Sunday, January 29, 2012

hehehe secrety bloggy stuff

I am so sneaky.

So basically I have loads of new friends and they don't know about this blog and my friends who do know about it have almost certainly forgotten about it so I can write whatever I want here.

And what I want to write about is a boy. How original.

But this one is a boy that I actually talk to so it's an upgraded version of the blogs I wrote two years ago... and have since deleted.

Ok, so everyone knows so I won't bother trying to be all secrety. His name's Jim and I sometimes call him Jam.

The first time I met him was at a homestuck meet in a park and he was climbing a tree with skill while I sat kinda half up the tree and he said he was going to find more trees and I went with him (and some others) because climbing trees rules. So we climbed trees together although I was incredibly bad at it and he was swinging around like a monkey. We just kinda talked to each other a fair bit and it was really fun. We went to feed ducks and we were sitting near each other and talking and then we climbed a tree with only Ruby staying with us and we walked back to out stuff together.
Then he added me on facebook and we talked to each other there and blah blah it was good. We talked about serious-ish stuff and were generally silly. :D
Then I planned a camping thing at my house with some of our friends and he came and we got attacked by a spa together and we spent the second (and last) night holding hands and I may have been slightly slightly ecstatic about it. And I played with his hair the next day and it was nice.
And I was texting him a bit last week and stuff.

Basically the point is: I like him a lot. I would kind of like to tell him but I'm not really sure. I mostly don't want to be rejected... which is obvious but still.

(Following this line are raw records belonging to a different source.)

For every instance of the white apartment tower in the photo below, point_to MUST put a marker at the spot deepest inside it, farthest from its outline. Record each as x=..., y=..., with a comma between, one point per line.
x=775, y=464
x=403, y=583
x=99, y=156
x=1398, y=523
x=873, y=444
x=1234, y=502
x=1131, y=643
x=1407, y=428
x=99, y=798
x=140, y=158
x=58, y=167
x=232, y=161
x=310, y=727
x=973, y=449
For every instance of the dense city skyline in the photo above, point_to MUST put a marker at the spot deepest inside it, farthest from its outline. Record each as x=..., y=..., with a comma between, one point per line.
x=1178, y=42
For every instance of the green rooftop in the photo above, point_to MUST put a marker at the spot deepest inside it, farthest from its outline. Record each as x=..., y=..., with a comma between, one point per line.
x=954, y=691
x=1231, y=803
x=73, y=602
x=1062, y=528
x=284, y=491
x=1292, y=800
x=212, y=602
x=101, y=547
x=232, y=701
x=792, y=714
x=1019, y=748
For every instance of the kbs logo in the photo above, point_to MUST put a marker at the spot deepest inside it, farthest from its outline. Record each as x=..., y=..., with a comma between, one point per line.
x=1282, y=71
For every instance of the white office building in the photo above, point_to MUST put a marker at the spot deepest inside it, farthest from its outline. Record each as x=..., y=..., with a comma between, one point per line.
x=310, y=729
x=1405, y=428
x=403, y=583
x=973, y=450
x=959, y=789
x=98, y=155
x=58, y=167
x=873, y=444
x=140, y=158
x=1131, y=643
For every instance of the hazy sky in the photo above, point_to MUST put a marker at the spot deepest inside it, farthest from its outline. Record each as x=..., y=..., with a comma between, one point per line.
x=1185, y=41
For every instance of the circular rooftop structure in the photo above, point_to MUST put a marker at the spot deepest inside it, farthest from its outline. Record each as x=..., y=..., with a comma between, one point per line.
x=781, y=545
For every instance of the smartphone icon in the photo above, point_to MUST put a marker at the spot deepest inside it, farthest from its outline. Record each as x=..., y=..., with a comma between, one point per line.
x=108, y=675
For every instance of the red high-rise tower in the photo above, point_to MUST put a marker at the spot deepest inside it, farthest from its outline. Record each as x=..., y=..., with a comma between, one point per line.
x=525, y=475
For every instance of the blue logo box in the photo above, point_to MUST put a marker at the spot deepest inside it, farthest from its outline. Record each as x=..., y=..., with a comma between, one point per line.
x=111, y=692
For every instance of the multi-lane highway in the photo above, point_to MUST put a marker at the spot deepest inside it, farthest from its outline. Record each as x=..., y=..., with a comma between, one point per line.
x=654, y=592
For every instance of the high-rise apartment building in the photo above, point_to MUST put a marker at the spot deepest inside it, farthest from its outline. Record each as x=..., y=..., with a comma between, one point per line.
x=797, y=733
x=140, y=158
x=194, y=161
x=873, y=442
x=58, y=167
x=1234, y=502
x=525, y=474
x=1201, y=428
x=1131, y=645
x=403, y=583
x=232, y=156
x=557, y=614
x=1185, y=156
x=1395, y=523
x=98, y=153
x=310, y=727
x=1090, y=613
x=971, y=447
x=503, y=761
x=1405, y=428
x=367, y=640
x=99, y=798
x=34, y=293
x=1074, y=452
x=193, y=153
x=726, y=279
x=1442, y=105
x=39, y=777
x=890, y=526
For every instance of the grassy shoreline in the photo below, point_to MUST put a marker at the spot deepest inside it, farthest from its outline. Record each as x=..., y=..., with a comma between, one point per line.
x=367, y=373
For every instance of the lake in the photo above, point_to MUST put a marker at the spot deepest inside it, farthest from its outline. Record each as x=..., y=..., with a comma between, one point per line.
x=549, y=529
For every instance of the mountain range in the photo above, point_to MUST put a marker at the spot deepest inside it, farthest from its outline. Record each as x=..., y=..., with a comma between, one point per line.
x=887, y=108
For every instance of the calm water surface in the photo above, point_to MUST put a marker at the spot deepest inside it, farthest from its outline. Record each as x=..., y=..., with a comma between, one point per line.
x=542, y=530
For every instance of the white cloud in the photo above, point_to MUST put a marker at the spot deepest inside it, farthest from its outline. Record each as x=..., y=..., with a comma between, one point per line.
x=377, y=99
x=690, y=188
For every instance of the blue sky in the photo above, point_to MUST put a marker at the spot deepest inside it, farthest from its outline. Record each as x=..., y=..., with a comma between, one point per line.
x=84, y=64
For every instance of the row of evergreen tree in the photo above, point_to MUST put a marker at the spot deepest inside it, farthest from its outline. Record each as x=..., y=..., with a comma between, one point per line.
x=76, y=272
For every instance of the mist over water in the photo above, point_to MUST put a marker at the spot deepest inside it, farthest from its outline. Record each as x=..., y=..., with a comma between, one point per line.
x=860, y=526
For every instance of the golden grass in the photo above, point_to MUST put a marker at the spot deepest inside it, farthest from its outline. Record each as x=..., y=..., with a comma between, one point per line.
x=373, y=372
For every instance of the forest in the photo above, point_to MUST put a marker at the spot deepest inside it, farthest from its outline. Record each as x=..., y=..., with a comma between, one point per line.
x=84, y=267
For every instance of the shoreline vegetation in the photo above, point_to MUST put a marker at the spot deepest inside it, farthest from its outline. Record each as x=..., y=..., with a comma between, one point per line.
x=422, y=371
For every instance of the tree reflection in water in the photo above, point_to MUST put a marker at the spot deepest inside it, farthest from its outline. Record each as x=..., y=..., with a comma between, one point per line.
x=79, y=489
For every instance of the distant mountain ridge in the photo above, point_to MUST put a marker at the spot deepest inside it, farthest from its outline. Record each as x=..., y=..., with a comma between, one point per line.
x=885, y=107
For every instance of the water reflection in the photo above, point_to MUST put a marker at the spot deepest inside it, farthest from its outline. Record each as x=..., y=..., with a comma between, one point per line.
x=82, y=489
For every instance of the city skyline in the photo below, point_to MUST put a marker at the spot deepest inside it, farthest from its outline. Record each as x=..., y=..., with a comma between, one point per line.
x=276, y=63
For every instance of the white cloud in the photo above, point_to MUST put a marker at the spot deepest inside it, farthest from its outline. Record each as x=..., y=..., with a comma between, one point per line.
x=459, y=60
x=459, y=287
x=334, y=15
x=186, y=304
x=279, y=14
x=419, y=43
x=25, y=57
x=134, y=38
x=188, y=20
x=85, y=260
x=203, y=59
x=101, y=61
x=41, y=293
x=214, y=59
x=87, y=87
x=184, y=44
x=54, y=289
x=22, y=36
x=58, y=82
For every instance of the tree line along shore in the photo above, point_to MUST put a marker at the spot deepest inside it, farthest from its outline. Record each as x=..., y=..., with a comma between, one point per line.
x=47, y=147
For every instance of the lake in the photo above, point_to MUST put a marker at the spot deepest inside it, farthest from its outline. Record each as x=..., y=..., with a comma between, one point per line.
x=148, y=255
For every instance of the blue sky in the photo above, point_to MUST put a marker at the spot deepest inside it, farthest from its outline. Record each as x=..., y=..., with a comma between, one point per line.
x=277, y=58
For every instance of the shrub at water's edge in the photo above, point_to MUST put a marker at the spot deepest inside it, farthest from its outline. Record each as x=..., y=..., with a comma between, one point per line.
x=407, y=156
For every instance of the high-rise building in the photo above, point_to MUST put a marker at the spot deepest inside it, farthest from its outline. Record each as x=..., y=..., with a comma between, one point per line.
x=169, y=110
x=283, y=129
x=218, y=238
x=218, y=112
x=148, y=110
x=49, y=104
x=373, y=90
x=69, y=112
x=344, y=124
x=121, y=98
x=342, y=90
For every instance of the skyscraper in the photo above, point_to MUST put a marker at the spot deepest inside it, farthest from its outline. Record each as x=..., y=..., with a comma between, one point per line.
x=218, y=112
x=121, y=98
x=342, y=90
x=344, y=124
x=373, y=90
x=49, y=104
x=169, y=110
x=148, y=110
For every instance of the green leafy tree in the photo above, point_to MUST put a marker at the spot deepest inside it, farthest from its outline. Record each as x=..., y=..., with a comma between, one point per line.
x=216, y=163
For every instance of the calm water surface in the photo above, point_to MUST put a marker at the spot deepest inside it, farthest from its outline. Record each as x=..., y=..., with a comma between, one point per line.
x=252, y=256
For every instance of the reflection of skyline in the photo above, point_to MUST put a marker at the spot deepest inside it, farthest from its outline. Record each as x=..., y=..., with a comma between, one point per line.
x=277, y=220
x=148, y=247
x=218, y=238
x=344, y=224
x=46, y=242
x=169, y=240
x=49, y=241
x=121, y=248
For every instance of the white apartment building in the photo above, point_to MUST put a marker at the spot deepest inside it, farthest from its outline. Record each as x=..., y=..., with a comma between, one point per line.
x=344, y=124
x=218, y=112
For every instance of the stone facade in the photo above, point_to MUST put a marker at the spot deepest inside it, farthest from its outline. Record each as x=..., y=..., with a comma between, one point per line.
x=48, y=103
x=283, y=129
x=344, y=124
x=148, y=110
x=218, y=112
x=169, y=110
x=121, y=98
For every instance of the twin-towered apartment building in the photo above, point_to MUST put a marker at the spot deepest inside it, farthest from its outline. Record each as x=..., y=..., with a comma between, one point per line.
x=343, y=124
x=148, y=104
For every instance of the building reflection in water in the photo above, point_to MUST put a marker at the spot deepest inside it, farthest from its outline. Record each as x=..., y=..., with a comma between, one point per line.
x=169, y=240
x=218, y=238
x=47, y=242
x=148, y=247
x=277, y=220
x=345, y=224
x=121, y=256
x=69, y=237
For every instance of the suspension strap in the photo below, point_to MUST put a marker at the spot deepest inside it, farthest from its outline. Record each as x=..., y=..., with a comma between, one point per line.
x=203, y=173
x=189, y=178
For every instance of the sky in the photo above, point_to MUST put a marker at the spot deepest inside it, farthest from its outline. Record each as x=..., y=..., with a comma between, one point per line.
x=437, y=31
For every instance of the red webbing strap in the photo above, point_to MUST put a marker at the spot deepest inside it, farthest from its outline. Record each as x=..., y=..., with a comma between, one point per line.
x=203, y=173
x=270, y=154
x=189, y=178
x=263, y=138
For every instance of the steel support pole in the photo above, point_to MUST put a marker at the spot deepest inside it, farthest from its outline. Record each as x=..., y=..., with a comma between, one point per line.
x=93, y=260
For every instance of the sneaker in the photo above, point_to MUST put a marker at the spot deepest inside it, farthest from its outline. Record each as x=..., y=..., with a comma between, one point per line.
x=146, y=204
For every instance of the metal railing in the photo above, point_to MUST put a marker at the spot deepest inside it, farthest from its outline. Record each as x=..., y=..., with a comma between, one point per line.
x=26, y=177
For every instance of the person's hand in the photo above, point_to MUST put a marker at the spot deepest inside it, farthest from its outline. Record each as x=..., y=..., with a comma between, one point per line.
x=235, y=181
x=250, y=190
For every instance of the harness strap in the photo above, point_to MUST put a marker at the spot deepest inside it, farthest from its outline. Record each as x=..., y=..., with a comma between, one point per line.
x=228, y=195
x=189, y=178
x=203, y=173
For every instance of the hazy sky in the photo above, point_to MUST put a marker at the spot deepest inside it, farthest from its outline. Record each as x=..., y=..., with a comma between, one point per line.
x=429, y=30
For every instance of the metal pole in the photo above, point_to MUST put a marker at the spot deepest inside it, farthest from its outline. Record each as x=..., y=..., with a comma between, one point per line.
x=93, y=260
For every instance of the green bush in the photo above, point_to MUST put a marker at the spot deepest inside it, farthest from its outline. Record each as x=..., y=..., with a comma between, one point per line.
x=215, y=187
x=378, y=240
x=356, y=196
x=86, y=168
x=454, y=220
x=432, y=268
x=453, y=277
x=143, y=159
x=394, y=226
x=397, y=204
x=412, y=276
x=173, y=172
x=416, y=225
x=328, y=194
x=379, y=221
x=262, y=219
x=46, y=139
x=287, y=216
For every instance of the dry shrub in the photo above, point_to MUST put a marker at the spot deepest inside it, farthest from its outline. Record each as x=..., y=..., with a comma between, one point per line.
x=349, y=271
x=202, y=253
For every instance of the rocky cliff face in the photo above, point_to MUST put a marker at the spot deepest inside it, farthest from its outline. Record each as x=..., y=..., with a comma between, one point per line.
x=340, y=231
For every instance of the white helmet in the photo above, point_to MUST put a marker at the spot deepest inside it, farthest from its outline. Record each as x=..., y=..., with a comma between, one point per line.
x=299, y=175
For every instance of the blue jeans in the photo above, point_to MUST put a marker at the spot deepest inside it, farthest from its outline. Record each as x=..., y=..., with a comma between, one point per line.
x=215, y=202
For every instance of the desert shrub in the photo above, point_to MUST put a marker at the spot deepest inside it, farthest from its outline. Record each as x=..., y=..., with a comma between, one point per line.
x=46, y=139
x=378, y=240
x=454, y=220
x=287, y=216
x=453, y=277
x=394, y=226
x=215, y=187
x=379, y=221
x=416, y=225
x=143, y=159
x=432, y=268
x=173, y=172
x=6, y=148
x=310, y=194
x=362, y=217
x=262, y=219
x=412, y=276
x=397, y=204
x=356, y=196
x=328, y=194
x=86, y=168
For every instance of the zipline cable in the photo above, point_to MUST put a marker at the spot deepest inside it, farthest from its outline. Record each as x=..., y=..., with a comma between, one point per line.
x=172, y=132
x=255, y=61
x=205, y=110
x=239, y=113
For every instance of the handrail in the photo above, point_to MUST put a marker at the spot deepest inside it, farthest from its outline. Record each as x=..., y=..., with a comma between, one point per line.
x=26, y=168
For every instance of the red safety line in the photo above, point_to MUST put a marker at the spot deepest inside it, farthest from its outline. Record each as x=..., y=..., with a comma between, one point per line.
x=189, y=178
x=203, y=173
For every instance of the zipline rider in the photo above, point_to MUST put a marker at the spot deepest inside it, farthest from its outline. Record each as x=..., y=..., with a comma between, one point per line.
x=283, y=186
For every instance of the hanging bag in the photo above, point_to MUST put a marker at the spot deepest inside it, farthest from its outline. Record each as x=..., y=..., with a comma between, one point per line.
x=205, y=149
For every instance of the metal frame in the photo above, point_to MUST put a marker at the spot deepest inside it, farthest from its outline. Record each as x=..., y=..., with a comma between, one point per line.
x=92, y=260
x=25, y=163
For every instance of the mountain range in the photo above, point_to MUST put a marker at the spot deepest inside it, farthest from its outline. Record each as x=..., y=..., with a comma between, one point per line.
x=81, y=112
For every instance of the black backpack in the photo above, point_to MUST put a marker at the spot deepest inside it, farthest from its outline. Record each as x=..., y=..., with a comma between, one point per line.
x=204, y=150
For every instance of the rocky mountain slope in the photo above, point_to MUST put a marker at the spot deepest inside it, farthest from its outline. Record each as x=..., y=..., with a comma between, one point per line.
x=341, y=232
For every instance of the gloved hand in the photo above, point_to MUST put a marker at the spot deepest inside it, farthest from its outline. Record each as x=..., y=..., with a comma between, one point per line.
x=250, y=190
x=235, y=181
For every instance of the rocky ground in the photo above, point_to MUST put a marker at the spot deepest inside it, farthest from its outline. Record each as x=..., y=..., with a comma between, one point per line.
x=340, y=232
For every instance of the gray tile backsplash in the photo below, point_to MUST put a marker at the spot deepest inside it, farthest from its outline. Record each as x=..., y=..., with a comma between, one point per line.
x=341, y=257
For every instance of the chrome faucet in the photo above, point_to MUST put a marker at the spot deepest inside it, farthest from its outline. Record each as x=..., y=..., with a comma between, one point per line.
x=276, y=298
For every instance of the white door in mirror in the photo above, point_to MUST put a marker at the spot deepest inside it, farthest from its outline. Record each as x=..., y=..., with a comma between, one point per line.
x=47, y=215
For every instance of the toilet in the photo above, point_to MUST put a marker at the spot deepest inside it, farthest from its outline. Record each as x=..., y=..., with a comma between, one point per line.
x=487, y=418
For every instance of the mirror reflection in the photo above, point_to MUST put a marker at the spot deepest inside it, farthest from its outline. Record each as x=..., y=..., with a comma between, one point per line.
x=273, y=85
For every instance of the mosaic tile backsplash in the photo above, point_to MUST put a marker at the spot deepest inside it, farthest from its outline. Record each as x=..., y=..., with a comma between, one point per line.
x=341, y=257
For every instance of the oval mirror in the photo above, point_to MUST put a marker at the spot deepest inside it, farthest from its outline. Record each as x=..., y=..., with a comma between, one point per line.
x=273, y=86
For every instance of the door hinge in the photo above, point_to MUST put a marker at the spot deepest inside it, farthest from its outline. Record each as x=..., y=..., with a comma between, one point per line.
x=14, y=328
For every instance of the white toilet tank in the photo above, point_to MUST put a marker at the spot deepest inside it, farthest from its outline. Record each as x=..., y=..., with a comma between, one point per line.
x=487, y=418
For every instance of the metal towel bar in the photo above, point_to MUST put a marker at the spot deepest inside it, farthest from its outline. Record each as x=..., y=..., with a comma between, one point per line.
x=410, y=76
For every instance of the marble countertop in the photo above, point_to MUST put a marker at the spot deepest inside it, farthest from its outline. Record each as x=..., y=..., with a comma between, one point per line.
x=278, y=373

I spent about an hour tonight looking through the 'valentines' tag on tumblr. And I spend far too much time relating songs to him. And just thinking about him in general.

I wish he lived closer. Or I did.

I wish I knew if he liked me. Because he definitely seemed flirty just after I met him and stuff but now I don't know. Maybe he got to know me and realised he didn't like me like that :( Or maybe I'm just getting used to it from talking to him so much. I really hope I haven't talked to him too much and made myself annoying.

But I don't want to think about that.

I tend to think about things too much and the longer it's been since I saw a person the worse I expect them to think of me. Because people make me happy and being away from them makes me sad.

Oh well, school starts soon so I'll be distracted. Hopefully. And then I'll see him again soon enough.

MAH MAH MAH

FEELING ARE HAPPENING.

And damn it feels weird posting this while I'm in a chatty thing with him.